RE: How to get progress information of an RDD operation

2016-02-24 Thread Wang, Ningjun (LNG-NPV)
Yes, I am looking for programmatic way of tracking progress.  
SparkListener.scala does not track at RDD item level so it will not tell how 
many items have been processed.

I wonder is there any way to track the accumulator value as it reflect the 
correct number of items processed so far?

Ningjun

From: Ted Yu [mailto:yuzhih...@gmail.com]
Sent: Tuesday, February 23, 2016 2:30 PM
To: Kevin Mellott
Cc: Wang, Ningjun (LNG-NPV); user@spark.apache.org
Subject: Re: How to get progress information of an RDD operation

I think Ningjun was looking for programmatic way of tracking progress.

I took a look at:
./core/src/main/scala/org/apache/spark/scheduler/SparkListener.scala

but there doesn't seem to exist fine grained events directly reflecting what 
Ningjun looks for.

On Tue, Feb 23, 2016 at 11:24 AM, Kevin Mellott 
<kevin.r.mell...@gmail.com<mailto:kevin.r.mell...@gmail.com>> wrote:
Have you considered using the Spark Web UI to view progress on your job? It 
does a very good job showing the progress of the overall job, as well as allows 
you to drill into the individual tasks and server activity.

On Tue, Feb 23, 2016 at 12:53 PM, Wang, Ningjun (LNG-NPV) 
<ningjun.w...@lexisnexis.com<mailto:ningjun.w...@lexisnexis.com>> wrote:
How can I get progress information of a RDD operation? For example

val lines = sc.textFile("c:/temp/input.txt")  // a RDD of millions of line
lines.foreach(line => {
handleLine(line)
})
The input.txt contains millions of lines. The entire operation take 6 hours. I 
want to print out how many lines are processed every 1 minute so user know the 
progress. How can I do that?

One way I am thinking of is to use accumulator, e.g.

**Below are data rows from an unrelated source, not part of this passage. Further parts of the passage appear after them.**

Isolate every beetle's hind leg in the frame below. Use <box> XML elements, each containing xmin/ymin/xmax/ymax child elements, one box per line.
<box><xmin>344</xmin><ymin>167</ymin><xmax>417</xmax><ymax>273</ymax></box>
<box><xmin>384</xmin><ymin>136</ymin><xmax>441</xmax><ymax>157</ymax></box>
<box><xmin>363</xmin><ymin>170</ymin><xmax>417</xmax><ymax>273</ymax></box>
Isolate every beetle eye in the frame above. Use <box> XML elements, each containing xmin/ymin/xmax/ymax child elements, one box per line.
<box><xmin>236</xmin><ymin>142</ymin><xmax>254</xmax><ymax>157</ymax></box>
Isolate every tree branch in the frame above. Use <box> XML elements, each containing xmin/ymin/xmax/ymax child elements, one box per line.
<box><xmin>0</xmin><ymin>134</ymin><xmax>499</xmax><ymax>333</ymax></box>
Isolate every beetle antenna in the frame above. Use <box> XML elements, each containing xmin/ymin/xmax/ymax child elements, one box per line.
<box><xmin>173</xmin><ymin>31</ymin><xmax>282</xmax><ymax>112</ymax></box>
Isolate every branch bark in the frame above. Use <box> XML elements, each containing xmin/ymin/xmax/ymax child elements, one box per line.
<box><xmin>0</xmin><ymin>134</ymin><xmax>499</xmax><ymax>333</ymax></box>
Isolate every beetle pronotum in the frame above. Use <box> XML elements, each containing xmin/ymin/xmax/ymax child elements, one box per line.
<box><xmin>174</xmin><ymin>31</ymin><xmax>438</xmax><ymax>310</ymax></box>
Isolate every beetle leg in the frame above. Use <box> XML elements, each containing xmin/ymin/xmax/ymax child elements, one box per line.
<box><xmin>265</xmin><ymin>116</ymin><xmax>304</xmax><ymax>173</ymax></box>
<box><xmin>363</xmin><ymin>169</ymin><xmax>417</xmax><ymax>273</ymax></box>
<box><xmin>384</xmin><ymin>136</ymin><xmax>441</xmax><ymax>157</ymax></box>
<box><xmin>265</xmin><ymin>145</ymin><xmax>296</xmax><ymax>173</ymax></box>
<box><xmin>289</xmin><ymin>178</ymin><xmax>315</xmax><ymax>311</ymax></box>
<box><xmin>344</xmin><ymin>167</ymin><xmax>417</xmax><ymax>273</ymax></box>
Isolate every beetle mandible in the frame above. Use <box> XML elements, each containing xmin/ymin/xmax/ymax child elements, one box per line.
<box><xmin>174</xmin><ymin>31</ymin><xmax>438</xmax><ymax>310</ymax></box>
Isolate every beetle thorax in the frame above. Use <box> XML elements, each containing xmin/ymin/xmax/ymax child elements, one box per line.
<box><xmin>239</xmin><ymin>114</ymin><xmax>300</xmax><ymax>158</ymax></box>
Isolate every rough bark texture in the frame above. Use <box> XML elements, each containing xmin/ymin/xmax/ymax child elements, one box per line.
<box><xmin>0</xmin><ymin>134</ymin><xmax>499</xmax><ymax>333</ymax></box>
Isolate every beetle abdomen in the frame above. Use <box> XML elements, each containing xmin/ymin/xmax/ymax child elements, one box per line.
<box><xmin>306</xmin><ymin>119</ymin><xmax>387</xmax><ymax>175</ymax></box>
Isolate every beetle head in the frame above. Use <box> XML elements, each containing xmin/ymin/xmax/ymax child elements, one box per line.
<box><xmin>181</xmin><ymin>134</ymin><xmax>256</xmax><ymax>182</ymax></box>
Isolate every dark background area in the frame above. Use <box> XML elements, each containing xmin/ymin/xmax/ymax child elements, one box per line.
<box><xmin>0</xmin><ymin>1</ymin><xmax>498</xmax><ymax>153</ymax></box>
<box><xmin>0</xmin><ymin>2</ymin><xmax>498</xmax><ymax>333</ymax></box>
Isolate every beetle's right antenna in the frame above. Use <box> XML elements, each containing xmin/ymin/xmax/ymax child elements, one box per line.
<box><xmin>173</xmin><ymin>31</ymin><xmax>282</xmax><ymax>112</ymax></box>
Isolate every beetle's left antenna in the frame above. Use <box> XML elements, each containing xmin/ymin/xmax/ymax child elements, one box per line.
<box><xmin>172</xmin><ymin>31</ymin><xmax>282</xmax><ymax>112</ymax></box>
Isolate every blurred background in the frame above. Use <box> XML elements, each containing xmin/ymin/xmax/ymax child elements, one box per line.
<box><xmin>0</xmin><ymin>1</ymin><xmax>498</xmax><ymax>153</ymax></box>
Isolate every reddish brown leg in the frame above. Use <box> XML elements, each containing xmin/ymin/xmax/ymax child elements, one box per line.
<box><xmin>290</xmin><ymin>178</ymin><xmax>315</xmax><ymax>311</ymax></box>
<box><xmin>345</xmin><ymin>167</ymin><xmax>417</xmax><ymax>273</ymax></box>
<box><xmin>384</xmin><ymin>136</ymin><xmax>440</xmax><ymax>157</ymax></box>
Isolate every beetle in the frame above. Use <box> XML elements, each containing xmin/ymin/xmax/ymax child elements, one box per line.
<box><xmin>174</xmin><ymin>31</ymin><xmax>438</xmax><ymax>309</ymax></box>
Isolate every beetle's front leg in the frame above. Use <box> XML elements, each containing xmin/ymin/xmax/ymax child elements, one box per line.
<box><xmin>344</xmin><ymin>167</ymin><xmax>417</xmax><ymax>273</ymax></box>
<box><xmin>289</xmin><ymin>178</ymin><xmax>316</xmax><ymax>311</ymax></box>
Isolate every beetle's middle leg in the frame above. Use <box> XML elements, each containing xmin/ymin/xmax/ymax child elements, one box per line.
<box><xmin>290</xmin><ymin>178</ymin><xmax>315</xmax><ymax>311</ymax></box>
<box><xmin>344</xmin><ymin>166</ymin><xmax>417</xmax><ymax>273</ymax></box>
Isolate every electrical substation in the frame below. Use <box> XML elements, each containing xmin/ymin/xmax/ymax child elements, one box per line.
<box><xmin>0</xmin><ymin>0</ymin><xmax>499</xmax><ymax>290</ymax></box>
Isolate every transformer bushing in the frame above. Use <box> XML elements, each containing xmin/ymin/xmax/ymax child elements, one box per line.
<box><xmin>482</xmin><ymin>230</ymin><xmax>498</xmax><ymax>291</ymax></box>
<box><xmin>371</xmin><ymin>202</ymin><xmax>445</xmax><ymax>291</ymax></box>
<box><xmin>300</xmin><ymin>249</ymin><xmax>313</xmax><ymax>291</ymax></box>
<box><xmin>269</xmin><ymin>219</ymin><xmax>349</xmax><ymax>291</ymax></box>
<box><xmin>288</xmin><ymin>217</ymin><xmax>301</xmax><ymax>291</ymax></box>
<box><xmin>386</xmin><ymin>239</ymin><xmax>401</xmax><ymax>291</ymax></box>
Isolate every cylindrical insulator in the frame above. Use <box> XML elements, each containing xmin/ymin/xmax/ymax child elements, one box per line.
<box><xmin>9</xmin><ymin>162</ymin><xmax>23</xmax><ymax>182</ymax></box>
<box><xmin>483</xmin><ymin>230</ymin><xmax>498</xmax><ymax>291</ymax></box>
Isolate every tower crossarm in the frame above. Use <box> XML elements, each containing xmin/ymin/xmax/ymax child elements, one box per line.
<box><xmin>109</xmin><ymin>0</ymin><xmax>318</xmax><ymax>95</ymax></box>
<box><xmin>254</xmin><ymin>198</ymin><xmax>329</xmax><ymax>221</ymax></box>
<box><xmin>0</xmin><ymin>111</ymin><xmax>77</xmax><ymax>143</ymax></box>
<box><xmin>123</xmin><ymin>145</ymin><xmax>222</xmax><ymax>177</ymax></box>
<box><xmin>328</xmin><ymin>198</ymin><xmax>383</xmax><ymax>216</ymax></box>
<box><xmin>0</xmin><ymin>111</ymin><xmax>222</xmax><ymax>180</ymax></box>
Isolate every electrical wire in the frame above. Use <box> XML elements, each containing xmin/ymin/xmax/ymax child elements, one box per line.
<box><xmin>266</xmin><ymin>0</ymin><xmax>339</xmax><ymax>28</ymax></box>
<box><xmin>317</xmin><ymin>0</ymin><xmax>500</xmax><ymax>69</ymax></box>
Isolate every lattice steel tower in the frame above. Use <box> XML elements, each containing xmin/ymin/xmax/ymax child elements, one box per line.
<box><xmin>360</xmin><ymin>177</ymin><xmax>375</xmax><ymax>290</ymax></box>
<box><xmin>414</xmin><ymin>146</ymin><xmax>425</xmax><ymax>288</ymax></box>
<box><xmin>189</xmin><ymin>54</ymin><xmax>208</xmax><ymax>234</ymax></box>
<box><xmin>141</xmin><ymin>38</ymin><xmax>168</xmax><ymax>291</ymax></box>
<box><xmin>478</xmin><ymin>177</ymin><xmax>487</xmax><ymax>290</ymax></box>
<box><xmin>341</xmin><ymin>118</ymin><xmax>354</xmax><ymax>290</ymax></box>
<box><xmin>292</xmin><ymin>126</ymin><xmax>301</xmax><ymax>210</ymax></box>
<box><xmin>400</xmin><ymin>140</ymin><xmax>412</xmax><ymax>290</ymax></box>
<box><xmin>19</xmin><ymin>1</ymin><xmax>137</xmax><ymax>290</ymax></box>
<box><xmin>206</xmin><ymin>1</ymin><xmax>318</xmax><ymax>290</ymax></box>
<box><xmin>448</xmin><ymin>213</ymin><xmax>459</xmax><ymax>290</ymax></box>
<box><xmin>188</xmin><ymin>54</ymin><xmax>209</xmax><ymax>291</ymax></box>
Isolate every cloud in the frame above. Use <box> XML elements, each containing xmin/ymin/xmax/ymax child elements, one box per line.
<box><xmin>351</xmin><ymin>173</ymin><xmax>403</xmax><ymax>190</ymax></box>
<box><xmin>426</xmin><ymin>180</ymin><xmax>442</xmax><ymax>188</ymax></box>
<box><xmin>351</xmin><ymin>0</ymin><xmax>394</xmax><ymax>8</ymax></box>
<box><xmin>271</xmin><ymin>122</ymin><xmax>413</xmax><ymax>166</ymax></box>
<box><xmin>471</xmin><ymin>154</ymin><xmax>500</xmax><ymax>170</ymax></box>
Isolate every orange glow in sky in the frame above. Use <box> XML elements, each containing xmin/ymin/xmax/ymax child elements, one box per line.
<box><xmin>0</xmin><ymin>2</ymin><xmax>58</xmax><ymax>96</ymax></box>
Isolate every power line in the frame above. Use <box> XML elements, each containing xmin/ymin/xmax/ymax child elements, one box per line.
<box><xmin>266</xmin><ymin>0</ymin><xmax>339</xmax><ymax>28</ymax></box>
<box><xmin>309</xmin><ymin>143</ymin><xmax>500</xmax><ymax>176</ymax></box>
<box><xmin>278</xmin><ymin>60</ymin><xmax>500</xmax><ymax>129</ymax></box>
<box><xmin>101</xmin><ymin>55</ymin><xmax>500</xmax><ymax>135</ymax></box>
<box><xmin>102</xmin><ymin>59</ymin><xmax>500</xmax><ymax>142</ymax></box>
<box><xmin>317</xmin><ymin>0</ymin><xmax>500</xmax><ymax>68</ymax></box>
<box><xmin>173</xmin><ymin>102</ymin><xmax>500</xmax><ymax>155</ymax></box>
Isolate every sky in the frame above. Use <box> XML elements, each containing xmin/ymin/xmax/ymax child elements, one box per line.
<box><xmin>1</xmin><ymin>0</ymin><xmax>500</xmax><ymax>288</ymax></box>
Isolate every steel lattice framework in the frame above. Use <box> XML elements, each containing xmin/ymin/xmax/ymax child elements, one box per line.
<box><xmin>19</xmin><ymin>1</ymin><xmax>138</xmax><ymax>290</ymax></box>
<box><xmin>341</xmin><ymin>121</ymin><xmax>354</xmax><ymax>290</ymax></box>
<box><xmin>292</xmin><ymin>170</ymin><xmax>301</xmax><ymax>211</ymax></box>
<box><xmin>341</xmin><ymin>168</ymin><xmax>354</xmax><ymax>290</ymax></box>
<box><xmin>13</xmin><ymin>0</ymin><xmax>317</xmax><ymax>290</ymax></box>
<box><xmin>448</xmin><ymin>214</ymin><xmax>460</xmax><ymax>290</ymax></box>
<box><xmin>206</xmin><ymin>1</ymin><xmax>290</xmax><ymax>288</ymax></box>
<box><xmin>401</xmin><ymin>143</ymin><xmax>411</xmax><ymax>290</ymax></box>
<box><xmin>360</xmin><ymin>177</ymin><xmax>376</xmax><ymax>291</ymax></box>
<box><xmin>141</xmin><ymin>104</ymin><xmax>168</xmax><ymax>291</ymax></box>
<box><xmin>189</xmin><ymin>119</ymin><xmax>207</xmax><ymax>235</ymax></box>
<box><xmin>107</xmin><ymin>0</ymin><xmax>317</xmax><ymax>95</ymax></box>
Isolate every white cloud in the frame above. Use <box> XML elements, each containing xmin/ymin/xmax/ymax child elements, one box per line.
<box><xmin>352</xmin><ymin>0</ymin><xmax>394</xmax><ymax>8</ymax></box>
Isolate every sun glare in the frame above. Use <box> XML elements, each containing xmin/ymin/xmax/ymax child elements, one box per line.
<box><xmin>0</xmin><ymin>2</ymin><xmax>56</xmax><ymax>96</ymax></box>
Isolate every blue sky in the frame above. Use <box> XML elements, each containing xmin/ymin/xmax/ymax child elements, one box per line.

val lines = sc.textFile("c:/temp/input.txt")
val acCount = sc.accumulator(0L)
lines.foreach(line => {
handleLine(line)
acCount += 1
}

However how can I print out account every 1 minutes?


Ningjun





Re: How to get progress information of an RDD operation

2016-02-23 Thread Ted Yu
I think Ningjun was looking for programmatic way of tracking progress.

I took a look at:
./core/src/main/scala/org/apache/spark/scheduler/SparkListener.scala

but there doesn't seem to exist fine grained events directly reflecting
what Ningjun looks for.

On Tue, Feb 23, 2016 at 11:24 AM, Kevin Mellott 
wrote:

> Have you considered using the Spark Web UI to view progress on your job?
> It does a very good job showing the progress of the overall job, as well as
> allows you to drill into the individual tasks and server activity.
>
> On Tue, Feb 23, 2016 at 12:53 PM, Wang, Ningjun (LNG-NPV) <
> ningjun.w...@lexisnexis.com> wrote:
>
>> How can I get progress information of a RDD operation? For example
>>
>>
>>
>> *val *lines = sc.textFile(*"c:/temp/input.txt"*)  // a RDD of millions
>> of line
>> lines.foreach(line => {
>> handleLine(line)
>> })
>>
>> The input.txt contains millions of lines. The entire operation take 6
>> hours. I want to print out how many lines are processed every 1 minute so
>> user know the progress. How can I do that?
>>
>>
>>
>> One way I am thinking of is to use accumulator, e.g.
>>
>>
>>
>>
>>
>> *val *lines = sc.textFile(*"c:/temp/input.txt"*)
>> *val *acCount = sc.accumulator(0L)
>> lines.foreach(line => {
>> handleLine(line)
>> acCount += 1
>> }
>>
>> However how can I print out account every 1 minutes?
>>
>>
>>
>>
>>
>> Ningjun
>>
>>
>>
>
>


Re: How to get progress information of an RDD operation

2016-02-23 Thread Kevin Mellott
Have you considered using the Spark Web UI to view progress on your job? It
does a very good job showing the progress of the overall job, as well as
allows you to drill into the individual tasks and server activity.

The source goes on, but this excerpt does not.